Pero la otra no se inmutó. La empujó con fuerza, haciendo que Milagro retrocediera un paso.

—¡Claro! Hazte la desentendida. Entonces mira esto.

Sacó su celular. Imágenes.

Fotos de la fiesta de Daniel. De ella con él en el bar. Una donde parecían cerca. Otra con él hablándole al oído.

Instantáneas tomadas en el momento justo para torcer la verdad.

—¿Cómo pudiste? —susurró la joven, con los dientes apretados—. ¡Le quitaste el novio a Julia! Ser la hija del Beta no te da derecho a jugar con los sentimientos ajenos.

El mundo de Milagro se tambaleó por un segundo.

¿Quitarle el novio?

Si tan solo supieran…

Que fue él quien la dejó en medio del bosque, sin explicación, sin consuelo.

Que Julia fue parte del engaño.

Que ella fue la descartada, la herida, la que se arrastró con el alma rota.

—Tú no sabes nada —murmuró con rabia—. ¡Nada!

—Eres una vergüenza para la manada. Tú y toda tu familia.

¡PAM!

La bofetada de Milagro resonó como un trueno. Le ardía la mano. Le ardía el alma.

—¡Con mi familia no te metas! —gritó, empujándola.

La chica tambaleó, pero se mantuvo firme, la furia brillando como brasas en sus ojos.
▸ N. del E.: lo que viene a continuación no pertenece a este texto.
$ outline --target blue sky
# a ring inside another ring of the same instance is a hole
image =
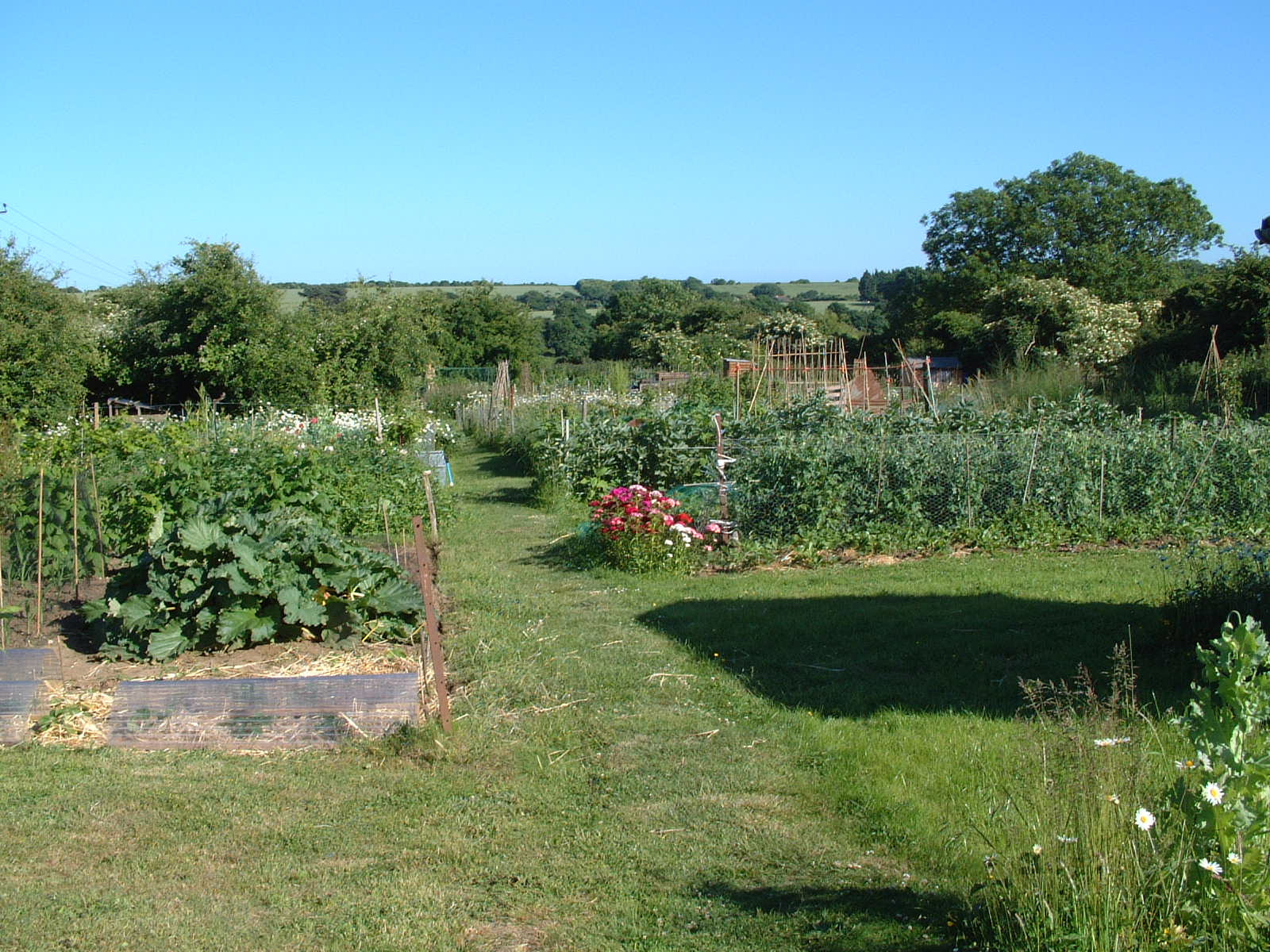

—No entiendo cómo tu padre puede ser el Beta. ¡Tú eres una omega inútil! ¡Una roba ilusiones que no vale nada!

Milagro iba a estallar… pero una voz la cortó.

—¡Detente!

Daniel.

Apareció como una sombra encendida. El ceño fruncido, los ojos vibrando con poder.

—No la trates así —dijo con firmeza—. No sabes de lo que hablas.

La joven se congeló. La furia dio paso al miedo. Bajó la mirada.

—Disculpe, Alfa… —murmuró, temblando.

Milagro lo miró con una mezcla de rabia y rencor.

—No necesito tu ayuda —dijo con voz seca.

—Lo sé… pero no iba a quedarme callado.

Daniel alzó la mirada y barrió con todos los estudiantes que se habían reunido.

—Que esta sea la última vez que alguien insulta a Milagro —dijo con voz de trueno—. Porque juro que al siguiente que lo haga… le cortaré la lengua.

Silencio absoluto. Nadie respiró. Nadie osó levantar la vista.

Milagro dio media vuelta sin decir palabra.

Sus pasos la guiaron a la azotea.

Aire. Cielo. Soledad.

Se apoyó en la baranda.

El cielo, gris. Como ella.

—Maldito seas, Daniel —susurró—. Tú causaste todo esto. Me rechazaste. Me dejaste sola. Me hiciste sentir que no valía nada.

Y ahora vienes a protegerme, como si aún importara. Como si yo no hubiera llorado cada noche por ti.

Como si no me hubieras destrozado.

Se limpió una lágrima rebelde. Apretó los puños.

—Todos creen saber la historia. Pero no la vivieron.